Standard abbreviations
- ISO 4: Arab. Archaeol. Epigr.

Indexing
- ISSN: 0905-7196 (print) 1600-0471 (web)
- LCCN: 94640408
- OCLC no.: 22978181

Links
- Journal homepage;

= Arabian Archaeology and Epigraphy =

Journal

Arabian Archaeology and Epigraphy or AAE is a scholarly journal for articles relating to the archaeology of the Arabian Peninsula.

==Aims and scope==
In recent years, the Arabian peninsula has emerged as one of the major new frontiers of archaeological research in the Old World. Arabian Archaeology and Epigraphy is a forum for the publication of studies in the archaeology, epigraphy, numismatics, and early history of Bahrain, Kuwait, Oman, Qatar, Saudi Arabia, the United Arab Emirates, and Yemen.

Articles and short communications in English, French, and German are published, and may treat with matters ranging from prehistory to the Islamic era. Also, studies touching on different parts of the region and their relations with neighbouring areas such as Africa, the Levant, Mesopotamia, Iran, and the Indus Valley are invited. Studies pertaining more directly to these areas, however, are considered only if the link to the Arabian peninsula is clear and of central importance.

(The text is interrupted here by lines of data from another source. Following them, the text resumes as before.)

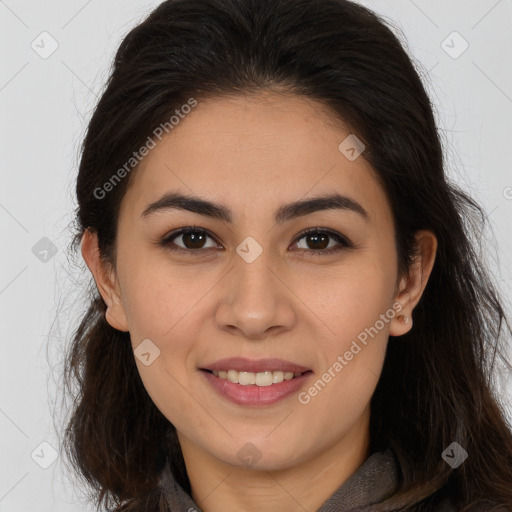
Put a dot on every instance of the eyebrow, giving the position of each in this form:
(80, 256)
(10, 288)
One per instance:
(175, 200)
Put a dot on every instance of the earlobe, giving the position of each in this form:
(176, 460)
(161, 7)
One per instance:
(105, 279)
(413, 285)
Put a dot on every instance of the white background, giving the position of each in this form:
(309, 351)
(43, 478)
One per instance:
(45, 105)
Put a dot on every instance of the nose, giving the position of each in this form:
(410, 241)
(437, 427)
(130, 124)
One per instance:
(256, 301)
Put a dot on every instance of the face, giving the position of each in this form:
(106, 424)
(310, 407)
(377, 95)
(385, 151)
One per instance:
(244, 284)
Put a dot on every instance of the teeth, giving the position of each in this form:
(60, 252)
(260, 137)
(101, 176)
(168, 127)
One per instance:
(260, 378)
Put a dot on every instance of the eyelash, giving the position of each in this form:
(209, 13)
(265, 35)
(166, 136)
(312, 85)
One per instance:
(343, 241)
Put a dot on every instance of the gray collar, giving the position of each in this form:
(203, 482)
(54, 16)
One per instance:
(374, 481)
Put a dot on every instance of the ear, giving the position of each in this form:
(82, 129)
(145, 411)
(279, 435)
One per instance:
(106, 281)
(412, 286)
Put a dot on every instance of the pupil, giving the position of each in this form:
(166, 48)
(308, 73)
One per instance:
(316, 238)
(195, 240)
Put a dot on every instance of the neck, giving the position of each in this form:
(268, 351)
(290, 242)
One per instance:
(217, 486)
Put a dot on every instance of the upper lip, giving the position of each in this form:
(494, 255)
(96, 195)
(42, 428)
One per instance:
(242, 364)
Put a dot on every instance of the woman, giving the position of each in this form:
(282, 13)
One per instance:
(290, 314)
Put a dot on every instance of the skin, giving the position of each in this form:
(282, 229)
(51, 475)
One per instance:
(252, 154)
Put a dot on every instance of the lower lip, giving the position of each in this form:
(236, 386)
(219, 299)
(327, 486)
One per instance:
(256, 395)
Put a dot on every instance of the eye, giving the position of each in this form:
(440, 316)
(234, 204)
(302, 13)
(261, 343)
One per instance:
(318, 238)
(193, 240)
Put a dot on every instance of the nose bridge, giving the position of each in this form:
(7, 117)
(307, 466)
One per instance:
(256, 300)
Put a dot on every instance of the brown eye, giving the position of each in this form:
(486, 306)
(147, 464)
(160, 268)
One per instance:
(192, 240)
(318, 240)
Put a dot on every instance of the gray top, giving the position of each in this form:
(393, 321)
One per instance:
(375, 481)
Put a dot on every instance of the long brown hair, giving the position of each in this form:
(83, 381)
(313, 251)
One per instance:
(436, 385)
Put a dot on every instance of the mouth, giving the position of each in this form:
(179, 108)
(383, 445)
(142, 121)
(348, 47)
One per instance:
(262, 379)
(255, 382)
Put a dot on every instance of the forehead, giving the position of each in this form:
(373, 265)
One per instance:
(254, 153)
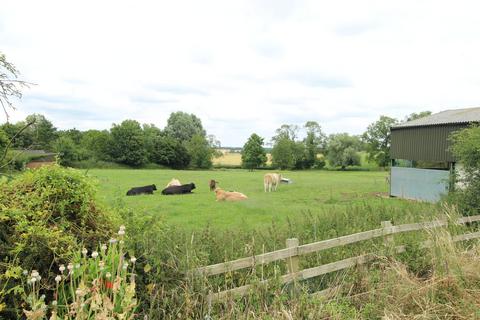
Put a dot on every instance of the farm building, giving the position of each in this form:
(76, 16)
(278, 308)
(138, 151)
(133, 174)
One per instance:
(421, 162)
(38, 158)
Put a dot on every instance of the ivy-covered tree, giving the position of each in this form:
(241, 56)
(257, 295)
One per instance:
(183, 126)
(170, 152)
(465, 147)
(377, 140)
(200, 151)
(253, 153)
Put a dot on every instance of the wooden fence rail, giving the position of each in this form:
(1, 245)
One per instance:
(293, 251)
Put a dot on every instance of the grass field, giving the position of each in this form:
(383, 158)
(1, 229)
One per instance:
(312, 191)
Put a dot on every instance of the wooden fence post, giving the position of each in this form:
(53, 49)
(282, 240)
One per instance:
(387, 240)
(292, 262)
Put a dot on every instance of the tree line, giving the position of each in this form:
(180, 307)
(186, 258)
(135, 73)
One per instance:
(340, 149)
(182, 143)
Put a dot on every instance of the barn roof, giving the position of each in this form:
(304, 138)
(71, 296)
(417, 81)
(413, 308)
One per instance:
(456, 116)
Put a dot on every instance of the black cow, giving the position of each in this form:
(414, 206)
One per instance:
(184, 188)
(142, 190)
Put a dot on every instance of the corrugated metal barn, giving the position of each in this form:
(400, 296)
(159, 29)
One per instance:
(421, 161)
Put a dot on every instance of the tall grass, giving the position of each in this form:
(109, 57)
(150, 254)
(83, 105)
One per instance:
(166, 253)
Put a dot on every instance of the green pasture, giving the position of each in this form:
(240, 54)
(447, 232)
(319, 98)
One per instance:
(312, 192)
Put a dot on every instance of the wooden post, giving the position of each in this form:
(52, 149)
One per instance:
(292, 262)
(387, 240)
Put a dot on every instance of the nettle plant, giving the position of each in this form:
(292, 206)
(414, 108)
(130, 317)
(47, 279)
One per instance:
(94, 285)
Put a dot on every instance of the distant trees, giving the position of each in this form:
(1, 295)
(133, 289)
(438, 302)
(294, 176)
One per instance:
(377, 140)
(465, 147)
(253, 153)
(342, 150)
(183, 126)
(288, 152)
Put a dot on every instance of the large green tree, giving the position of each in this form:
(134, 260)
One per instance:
(97, 144)
(314, 144)
(128, 145)
(200, 151)
(465, 147)
(377, 140)
(342, 150)
(170, 152)
(183, 126)
(253, 153)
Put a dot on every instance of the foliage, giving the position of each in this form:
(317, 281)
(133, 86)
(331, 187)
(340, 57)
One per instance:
(97, 144)
(465, 147)
(200, 151)
(253, 154)
(314, 144)
(169, 152)
(415, 116)
(67, 151)
(284, 153)
(342, 150)
(183, 126)
(44, 214)
(42, 131)
(128, 143)
(95, 285)
(377, 139)
(10, 85)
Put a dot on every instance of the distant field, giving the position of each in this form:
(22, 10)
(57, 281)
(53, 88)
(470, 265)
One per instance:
(312, 191)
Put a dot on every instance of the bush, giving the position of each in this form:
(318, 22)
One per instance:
(45, 214)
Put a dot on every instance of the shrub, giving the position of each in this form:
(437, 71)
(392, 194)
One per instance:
(44, 214)
(98, 285)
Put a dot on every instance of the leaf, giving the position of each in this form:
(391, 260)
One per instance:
(147, 268)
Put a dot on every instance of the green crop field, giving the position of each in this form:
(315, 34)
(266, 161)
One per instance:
(311, 191)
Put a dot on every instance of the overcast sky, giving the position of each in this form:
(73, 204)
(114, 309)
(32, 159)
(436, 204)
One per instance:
(242, 66)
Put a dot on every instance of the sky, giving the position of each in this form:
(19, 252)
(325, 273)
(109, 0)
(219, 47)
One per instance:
(242, 66)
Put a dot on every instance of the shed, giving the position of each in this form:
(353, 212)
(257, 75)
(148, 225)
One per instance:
(421, 162)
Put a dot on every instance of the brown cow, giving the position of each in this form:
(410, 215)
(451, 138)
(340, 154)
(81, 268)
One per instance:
(223, 195)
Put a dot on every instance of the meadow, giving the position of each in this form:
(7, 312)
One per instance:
(313, 192)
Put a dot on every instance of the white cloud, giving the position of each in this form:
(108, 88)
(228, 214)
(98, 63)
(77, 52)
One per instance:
(242, 67)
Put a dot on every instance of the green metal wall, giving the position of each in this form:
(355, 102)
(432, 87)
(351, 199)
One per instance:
(423, 143)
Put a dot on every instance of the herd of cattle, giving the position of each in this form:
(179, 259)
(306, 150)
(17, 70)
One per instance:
(270, 183)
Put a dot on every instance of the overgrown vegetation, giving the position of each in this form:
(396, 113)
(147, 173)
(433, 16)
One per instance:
(45, 215)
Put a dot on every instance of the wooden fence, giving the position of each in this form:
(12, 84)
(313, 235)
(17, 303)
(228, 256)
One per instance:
(294, 251)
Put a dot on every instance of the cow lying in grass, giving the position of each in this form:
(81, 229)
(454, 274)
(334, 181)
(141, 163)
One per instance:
(173, 182)
(223, 195)
(271, 181)
(142, 190)
(185, 188)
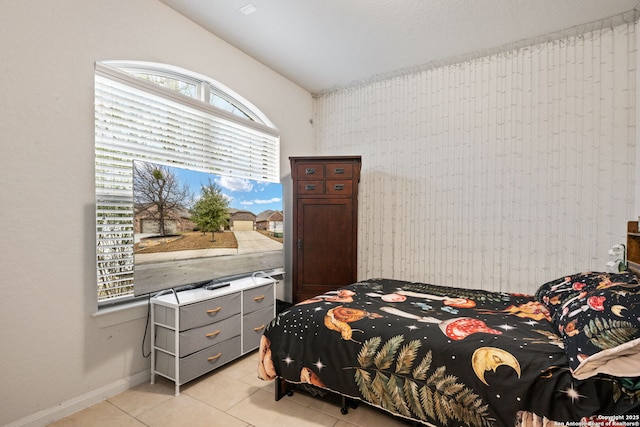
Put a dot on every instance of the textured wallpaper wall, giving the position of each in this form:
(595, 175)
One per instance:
(501, 172)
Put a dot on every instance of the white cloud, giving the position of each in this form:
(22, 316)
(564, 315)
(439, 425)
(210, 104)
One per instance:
(235, 184)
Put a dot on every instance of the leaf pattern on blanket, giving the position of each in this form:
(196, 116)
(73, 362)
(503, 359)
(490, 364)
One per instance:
(412, 391)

Contributions concerned with inscriptions from the Arabian peninsula, whether recorded in the field or housed in public and private collections around the world, are also welcomed.

==Publication details==
The journal was founded in 1990 and is published bi-annually in May and November. A different photograph features on the journal cover each year. The journal was founded by Daniel T. Potts, editor-in-chief of the journal until 2015. The current editors are Rémy Crassard, Jérémie Schiettecatte, and Peter Stein.

==Indexing==
The journal is indexed and abstracted in the following databases:

- Academic Search Ultimate
- Anthropological Literature
- Arab World Research Source: Al Masdar
- Art & Architecture Source
- Art, Design & Architecture Collection
- Arts and Humanities Citation Index
- Arts Premium Collection
- GEOBASE
- Index Islamicus
- Linguistic Bibliography
- Scopus

According to the Journal Citation Reports, the journal has a 2023 impact factor of 0.7.